Arrest of “Jihad Jane” Adds Fuel to Fight Against Racial Profiling
By: Houston Criminal Attorney John Floyd and Paralegal Billy Sinclair
Leonard Pitts is an excellent columnist. He recently wrote a piece about Colleen LaRose, the Pennsylvania housewife turned Islamic jihadist, whose arrest made it abundantly clear why airport security is not only necessary but essential. Whether conscious or not, most Americans believe “terrorists” can be easily profiled by their physical appearance,” unusual” accents, the clothes they wear, or the facial hair they sport. “Terrorists” are not white, blond, and mainstream in dress and mannerisms. American media has convinced us that real terrorists are either bearded Arabs or dark-skinned Africans who dress like Muslims.
If Timothy McVeigh taught us anything, it should be that individuals willing to inflict mass casualties on Americans in the name of “government opposition” come in all sizes, stripes, and colors. The arrest of LaRose, dubbed “Jihad Jane” by either the media or law enforcement officials, reinforces the McVeigh lesson. A blond, green-eyed former Texas teenager, LaRose would not have triggered much, if any, interest from fellow passengers had she boarded an airliner for any destination in America with bomb-making material concealed somewhere on her body or in her possessions.

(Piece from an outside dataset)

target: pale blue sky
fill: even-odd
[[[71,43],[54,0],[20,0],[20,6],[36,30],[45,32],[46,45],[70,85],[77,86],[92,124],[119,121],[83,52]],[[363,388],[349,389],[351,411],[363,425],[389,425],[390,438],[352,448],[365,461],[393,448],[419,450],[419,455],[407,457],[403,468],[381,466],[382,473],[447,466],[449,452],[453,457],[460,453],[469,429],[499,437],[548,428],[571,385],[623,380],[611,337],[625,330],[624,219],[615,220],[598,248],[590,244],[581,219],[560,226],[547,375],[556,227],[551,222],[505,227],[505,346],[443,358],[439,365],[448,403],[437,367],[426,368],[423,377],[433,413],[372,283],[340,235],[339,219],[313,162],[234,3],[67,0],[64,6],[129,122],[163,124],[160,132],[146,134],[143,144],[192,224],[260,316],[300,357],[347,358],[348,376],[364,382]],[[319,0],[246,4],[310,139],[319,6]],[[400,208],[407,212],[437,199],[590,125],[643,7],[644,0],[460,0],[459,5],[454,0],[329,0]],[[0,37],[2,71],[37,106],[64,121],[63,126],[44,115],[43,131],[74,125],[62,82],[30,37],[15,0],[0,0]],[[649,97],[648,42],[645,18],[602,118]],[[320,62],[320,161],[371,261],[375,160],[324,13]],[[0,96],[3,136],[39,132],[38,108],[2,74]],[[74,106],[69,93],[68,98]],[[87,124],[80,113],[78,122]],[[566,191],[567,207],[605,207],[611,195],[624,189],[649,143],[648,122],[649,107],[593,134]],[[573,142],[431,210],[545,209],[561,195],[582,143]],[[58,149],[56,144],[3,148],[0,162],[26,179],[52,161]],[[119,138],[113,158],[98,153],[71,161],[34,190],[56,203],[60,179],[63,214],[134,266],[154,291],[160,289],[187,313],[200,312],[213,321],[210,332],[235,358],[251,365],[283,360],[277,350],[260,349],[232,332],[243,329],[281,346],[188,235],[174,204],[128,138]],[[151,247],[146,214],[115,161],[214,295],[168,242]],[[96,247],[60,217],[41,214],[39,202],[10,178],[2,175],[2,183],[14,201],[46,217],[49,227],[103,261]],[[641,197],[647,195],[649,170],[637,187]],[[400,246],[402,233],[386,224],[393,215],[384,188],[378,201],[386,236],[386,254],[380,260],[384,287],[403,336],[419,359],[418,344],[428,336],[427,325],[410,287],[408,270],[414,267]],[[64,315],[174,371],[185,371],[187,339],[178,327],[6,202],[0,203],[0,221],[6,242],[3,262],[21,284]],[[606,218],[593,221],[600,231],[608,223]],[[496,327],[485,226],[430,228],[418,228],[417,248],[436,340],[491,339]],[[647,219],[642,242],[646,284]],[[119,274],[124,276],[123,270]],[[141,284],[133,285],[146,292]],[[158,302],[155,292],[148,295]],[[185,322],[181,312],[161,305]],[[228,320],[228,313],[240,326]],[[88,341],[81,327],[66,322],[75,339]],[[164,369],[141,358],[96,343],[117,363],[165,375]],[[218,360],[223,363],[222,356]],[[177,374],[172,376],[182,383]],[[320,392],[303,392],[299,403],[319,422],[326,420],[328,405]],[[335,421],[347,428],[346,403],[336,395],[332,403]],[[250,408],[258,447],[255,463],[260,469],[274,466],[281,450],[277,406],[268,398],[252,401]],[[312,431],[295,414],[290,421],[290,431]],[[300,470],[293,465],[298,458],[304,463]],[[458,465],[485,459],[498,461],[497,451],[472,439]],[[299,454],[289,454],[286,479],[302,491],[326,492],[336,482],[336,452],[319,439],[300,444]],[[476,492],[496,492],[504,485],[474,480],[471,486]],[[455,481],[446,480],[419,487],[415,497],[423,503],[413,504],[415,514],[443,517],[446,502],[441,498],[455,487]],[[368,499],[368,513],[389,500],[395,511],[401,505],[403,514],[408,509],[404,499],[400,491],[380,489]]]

Collen LaRose and her counterpart, Jamie Paulin-Ramirez who was arrested several days after LaRose in connection with an international terror plot to kill a Swedish cartoonist who offended many Muslims world-wide with his cartoons, are the very reason why all Americans must undergo strict security checks and monitoring before boarding airliners in this country and why there should be no “profile” for terrorists. As Mr. Pitts wrote in his column:
“[The LaRose arrest] ought to serve as a rebuke to the guy standing in the airport security line grumbling at how the TSA agent is running his wand over some dewy-eyed grandmother who obviously isn’t a threat. Even more, it should rebuke pundits like Cal Thomas, Ann Coulter, and Kathleen Parker, who, in the wake of 9/11 argued for ethnic profiling in airport security. Pat down swarthy, bearded young men with Middle Eastern accents and exotic headgear, they said, and leave the rest of us alone.